Thursday, August 13, 2009

GI Joe: The Rise of Cobra

The first thing you need to know about GI Joe is that it is stupid. The second thing you need to know about GI Joe is that it is amazingly entertaining.

Before I got into the rhythm of the movie, it made me roll my eyes with its contrived plot, cliched dialogue and style over substance gadgetry, but then it broke through to the part of my brain that appreciates silly, violence and sexy.

It's mainly explosion- and car chase-porn, but like real porn (so I'm told), there is a place for it. The whole plot revolves around the bad guys getting their hands on some McGuffin missiles and doing untold mischief, so the good guys have to wreck Paris and the North Pole to save the day. It's set in the future so we have to cut the plot some slack but it's a joke anyway and the dialogue sounded like it was written with a "Wheel of Cliche." The car chases aren't always with cars - they use motorcycles, snowmobiles, personal submarines and Michelin Man suits.

What really made me lower my normal standards was early on. The bad guy's commandos did fierce battle with the good commandos. The bad guys had all kinds of high tech weaponry and the good guys had today-conventional weapons. Why would the bad guys need to steal missiles if they have invulnerable helicopters, impenetrable body armor and a hand-held pulse gun that makes all other weapons irrelevant? It was like a neon sign saying "Check your brain at the door. Nothing in this movie will make sense." I checked my brain and had a really nice time.

Some of the finer points:

The femme fatale wore a vinyl catsuit that looked like she stole it from Trinity in The Matrix. And no matter what she wore, no matter what bad-ass thing she was doing, her outfits were always open down to her mid-chest level.

One of the GIs Joe was played by Channing Tatum, who you might recognize upon viewing if you don't recognize the name. He was in one of my guilty pleasures, She's the Man, which I reviewed in 2006. In both movies he plays a character named Duke, which is trivially notable all by itself. However, in GI Joe, the 28 year-old Tatum plays a mid-30s Army captain. Three years ago, he played a high school senior in She's the Man. I thought he looked a little old then, but I went with it.

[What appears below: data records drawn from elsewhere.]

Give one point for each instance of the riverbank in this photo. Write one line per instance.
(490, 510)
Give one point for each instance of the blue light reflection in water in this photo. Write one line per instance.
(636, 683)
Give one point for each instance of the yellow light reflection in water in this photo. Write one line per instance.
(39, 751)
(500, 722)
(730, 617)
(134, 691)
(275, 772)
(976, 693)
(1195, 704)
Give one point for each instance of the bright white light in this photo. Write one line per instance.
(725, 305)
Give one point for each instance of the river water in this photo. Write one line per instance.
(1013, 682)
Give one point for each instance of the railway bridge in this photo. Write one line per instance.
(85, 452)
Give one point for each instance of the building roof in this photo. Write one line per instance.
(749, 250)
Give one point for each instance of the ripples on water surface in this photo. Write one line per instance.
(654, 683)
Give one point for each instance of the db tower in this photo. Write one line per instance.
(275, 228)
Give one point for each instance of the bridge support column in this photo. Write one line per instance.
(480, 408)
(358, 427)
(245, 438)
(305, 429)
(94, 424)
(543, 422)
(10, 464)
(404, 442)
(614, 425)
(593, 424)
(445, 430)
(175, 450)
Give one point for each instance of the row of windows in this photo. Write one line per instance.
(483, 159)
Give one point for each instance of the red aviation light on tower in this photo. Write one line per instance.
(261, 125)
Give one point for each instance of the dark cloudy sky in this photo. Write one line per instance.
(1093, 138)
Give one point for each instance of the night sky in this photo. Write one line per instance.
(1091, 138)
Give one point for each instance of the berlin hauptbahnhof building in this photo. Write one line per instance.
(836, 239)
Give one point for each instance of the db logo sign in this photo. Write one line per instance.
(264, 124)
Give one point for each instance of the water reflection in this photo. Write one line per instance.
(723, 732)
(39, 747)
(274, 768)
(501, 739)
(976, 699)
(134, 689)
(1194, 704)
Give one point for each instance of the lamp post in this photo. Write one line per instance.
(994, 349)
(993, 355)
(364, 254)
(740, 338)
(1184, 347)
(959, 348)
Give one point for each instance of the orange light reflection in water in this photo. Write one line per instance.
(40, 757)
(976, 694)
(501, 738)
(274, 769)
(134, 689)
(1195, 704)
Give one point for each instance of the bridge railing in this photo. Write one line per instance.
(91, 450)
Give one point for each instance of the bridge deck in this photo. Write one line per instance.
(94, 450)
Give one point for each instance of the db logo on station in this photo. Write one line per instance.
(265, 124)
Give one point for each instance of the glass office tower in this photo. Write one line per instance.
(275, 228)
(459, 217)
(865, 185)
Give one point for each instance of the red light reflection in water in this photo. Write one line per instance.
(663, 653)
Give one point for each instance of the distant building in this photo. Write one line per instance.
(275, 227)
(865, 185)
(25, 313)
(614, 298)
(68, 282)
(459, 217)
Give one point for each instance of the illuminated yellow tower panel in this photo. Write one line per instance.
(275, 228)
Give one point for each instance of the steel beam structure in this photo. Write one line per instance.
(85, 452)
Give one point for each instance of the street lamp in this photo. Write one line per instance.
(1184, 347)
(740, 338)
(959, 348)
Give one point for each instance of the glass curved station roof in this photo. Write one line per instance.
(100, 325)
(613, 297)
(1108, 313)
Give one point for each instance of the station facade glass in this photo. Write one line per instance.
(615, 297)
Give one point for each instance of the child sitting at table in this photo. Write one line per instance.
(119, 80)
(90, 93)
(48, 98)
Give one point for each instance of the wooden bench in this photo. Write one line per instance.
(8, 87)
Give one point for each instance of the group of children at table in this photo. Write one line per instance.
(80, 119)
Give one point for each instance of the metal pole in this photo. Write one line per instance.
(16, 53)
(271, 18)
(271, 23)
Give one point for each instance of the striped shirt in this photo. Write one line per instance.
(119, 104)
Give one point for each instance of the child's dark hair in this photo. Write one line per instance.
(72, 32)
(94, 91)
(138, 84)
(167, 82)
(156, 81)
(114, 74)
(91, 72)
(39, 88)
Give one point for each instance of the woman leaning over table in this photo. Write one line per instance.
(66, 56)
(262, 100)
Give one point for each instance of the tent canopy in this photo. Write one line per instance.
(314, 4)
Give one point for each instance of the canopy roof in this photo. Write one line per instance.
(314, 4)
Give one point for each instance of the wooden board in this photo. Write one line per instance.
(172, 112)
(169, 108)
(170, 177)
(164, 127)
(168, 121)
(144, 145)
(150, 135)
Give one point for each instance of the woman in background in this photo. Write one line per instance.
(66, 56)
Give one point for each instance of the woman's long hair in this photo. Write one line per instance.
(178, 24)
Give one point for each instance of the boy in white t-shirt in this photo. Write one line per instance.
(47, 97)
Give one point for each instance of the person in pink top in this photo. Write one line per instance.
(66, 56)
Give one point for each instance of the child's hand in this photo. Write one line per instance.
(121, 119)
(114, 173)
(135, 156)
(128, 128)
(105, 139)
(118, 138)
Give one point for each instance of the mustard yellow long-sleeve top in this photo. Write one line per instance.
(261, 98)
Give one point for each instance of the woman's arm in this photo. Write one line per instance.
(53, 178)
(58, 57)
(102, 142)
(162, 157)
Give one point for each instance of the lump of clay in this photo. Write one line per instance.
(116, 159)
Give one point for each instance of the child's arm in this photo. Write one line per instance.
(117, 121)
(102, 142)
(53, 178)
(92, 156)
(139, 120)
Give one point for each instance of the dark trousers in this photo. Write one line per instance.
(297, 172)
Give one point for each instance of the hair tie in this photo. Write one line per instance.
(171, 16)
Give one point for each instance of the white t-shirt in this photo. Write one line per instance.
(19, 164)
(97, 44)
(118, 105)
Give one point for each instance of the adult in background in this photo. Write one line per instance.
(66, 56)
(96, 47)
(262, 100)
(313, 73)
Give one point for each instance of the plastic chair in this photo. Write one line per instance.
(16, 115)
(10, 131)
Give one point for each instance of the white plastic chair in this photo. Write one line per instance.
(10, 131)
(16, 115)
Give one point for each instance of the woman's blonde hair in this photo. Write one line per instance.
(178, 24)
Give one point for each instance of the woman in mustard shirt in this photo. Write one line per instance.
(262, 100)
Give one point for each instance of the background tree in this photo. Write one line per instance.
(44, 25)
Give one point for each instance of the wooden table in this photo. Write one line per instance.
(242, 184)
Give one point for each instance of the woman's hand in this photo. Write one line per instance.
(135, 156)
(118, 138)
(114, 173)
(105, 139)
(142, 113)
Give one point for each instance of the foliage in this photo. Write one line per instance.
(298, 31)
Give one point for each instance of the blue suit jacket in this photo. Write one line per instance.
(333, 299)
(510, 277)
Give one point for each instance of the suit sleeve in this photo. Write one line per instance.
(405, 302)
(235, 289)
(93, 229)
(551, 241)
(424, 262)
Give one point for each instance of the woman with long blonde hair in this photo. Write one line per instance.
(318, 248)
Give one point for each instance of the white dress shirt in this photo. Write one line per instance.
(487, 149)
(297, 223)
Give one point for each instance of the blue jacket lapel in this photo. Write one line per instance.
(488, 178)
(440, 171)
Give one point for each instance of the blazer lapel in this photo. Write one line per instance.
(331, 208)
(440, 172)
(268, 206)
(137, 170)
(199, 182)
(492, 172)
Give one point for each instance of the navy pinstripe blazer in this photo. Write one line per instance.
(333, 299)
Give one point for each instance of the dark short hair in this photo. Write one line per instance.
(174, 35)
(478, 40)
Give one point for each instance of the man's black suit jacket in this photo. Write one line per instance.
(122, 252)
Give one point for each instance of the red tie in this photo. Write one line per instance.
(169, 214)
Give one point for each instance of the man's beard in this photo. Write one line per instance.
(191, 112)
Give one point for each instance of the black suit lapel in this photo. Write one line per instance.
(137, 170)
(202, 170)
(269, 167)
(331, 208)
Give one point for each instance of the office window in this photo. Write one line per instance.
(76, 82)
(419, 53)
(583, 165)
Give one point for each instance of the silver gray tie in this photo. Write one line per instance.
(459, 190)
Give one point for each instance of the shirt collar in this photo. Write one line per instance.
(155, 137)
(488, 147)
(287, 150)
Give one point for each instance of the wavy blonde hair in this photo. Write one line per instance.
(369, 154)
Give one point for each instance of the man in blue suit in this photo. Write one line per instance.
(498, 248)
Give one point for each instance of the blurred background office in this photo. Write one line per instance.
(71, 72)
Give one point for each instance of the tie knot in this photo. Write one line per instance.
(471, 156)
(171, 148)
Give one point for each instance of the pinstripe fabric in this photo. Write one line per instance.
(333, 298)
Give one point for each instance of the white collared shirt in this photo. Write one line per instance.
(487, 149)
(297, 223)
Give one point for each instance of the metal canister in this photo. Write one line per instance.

Now that I've seen him as an adult - looking the same - I hope I can still suspend disbelief enough to continue enjoying She's the Man.

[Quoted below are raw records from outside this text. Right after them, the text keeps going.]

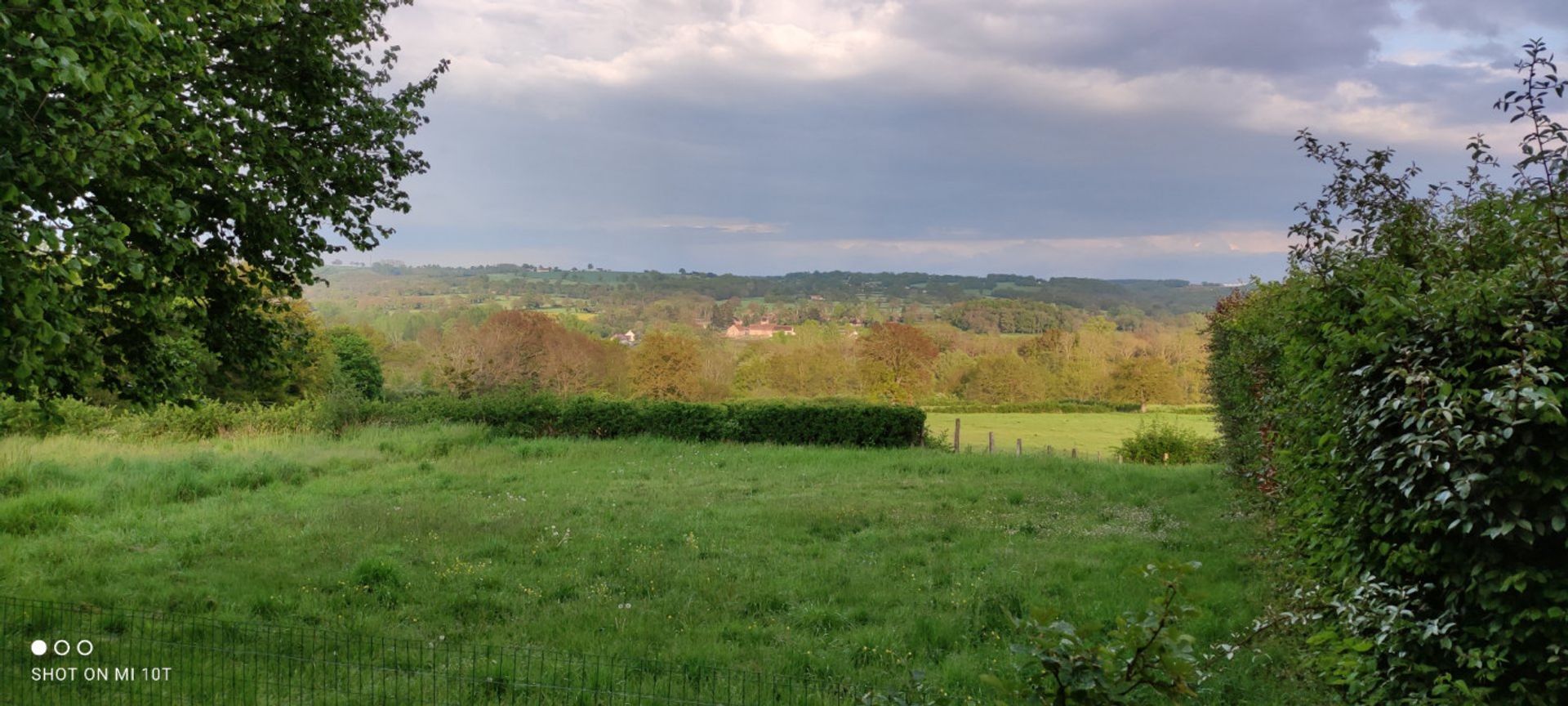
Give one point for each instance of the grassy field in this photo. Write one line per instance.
(853, 564)
(1089, 431)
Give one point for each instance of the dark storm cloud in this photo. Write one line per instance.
(1111, 138)
(1249, 35)
(1494, 18)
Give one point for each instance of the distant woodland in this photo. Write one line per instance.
(698, 336)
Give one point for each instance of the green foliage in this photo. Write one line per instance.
(1060, 664)
(1065, 407)
(358, 368)
(172, 170)
(816, 422)
(1402, 395)
(1160, 441)
(1005, 315)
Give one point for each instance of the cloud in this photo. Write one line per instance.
(705, 223)
(1117, 136)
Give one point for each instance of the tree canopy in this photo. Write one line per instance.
(173, 170)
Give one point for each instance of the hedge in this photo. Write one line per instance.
(1056, 407)
(816, 422)
(1401, 399)
(806, 422)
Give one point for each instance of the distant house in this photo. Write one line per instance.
(761, 330)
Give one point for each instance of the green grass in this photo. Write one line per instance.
(1089, 431)
(853, 564)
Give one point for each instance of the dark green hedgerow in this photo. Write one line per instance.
(1401, 395)
(816, 422)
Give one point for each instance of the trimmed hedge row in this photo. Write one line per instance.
(1402, 395)
(816, 422)
(1068, 407)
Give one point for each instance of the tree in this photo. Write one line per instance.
(358, 368)
(1145, 380)
(896, 361)
(666, 368)
(1000, 378)
(172, 172)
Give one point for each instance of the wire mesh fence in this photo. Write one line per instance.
(69, 655)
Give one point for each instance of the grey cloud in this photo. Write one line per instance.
(1494, 18)
(1150, 38)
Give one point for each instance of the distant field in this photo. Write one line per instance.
(1089, 433)
(853, 564)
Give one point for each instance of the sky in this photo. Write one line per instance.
(1107, 138)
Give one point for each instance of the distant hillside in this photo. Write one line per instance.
(1152, 297)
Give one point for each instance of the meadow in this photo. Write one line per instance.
(1087, 431)
(858, 565)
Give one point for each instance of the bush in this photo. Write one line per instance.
(1070, 407)
(1402, 395)
(358, 366)
(1160, 441)
(819, 422)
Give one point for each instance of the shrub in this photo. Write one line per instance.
(1071, 407)
(826, 422)
(1401, 394)
(817, 422)
(1159, 441)
(358, 366)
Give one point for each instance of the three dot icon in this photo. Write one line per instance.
(63, 648)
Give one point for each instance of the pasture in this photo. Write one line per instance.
(852, 564)
(1087, 431)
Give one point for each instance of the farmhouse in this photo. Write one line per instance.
(761, 330)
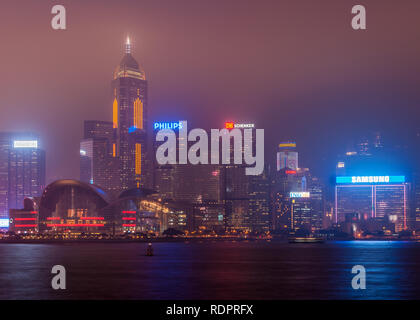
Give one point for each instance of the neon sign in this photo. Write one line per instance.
(4, 223)
(231, 125)
(300, 194)
(369, 179)
(167, 125)
(25, 144)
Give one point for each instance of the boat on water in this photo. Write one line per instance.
(306, 240)
(149, 251)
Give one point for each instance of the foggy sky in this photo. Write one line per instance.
(296, 68)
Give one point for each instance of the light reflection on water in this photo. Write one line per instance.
(211, 270)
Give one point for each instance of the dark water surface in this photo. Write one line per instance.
(211, 270)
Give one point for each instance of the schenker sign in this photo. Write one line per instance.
(369, 179)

The bad guys want to launch a stinger-type missile at the Eiffel tower, so naturally they leave a building with a perfectly good view of the tower and basically destroy the city of Paris rue by rue in order to launch the missile from the building next door to the tower. Hmm. Wouldn't it be easier to launch from where they started without getting stuck in rush hour traffic?  It's a missile after all.

The President of the United States was played by a Welshman. Jonathan Pryce is good, but couldn't they have gotten Denzel to do a cameo?

The plot has - no spoilers here - a villain that built the McGuffin missiles needing to steal the missiles. Huh? He couldn't have made his own by running an extra shift or building a second factory? Did he learn nothing from Contact?

Towards the end, a good guy has a high-tech plane. He needs to get from Moscow to Washington in order to destroy a launched missile. He has 14 minutes. He makes it. I'll save you from doing the math - his plane flies faster than escape velocity. In the atmosphere. Without burning up or causing enough sonic booms to level all of Europe. Oh, am I being too logical again? Sorry.

I'll leave you with this one. The villain's lair is underneath the Arctic polar ice cap. Who are they kidding? When in the future will there be a polar ice cap?

I pick a lot but I did enjoy GI Joe. It's fun rolling ones eyes and laughing at inadvertently funny scenes, but like I all-too-often say about sci-fi shows, it could have been so much more with only a little bit of effort. Alas.